TOUDOU JINPACHI: Heh! This picture of a mountain and a crown at the center of the shirt… It’s the perfect representation of King of the Mountain! As the mountain god, this T-shirt suits me!
MAKISHIMA YUUSUKE: Huh? This mark was a mountain and a crown?
TOUDOU JINPACHI: You didn’t know that? Then what on earth made you decide on this T-shirt?
MAKISHIMA YUUSUKE: The designs of the right and left sleeves are different, which is cool!
TOUDOU JINPACHI/MAKISHIMA YUUSUKE: ……
MAKISHIMA YUUSUKE: Since we chose the same T-shirt, it’s another draw.
TOUDOU JINPACHI: There’s no helping it then.
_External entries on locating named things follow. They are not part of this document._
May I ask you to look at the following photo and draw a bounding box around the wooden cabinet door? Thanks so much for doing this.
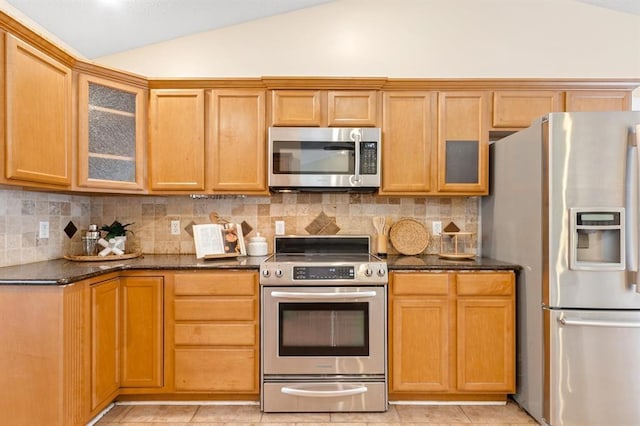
[456,272,515,393]
[390,298,450,392]
[380,91,437,195]
[207,89,268,194]
[149,89,204,191]
[492,90,562,129]
[457,298,515,393]
[389,272,455,392]
[91,278,120,411]
[437,92,489,195]
[120,277,164,388]
[271,90,323,127]
[78,74,146,190]
[565,90,631,112]
[327,90,378,127]
[4,34,72,187]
Our next contest will definitel–… Huh?
MAKISHIMA YUUSUKE: I… get the feeling that we’re being glared at…
TOUDOU JINPACHI: No, it’s not your imagination… The store employees are clearly glaring daggers at the two of us…
TOUDOU JINPACHI/MAKISHIMA YUUSUKE: W–We’re sorry! (sho)
X X X
MAKISHIMA YUUSUKE: Why did I have to get the same T-shirt as you!
TOUDOU JINPACHI: There was no other choice! They didn’t look like they would let us leave until we bought something first.
MAKISHIMA YUUSUKE: I guess I can’t blame them, after all the clothes we tried on and how we dragged other customers into it..
TOUDOU JINPACHI: All right then! Next time, I’ll choose clothes for you, Maki-chan! How’s that for an idea?
MAKISHIMA YUUSUKE: Absolutely not.
TOUDOU JINPACHI: Wahahaha! Don’t be modest, Maki-chan!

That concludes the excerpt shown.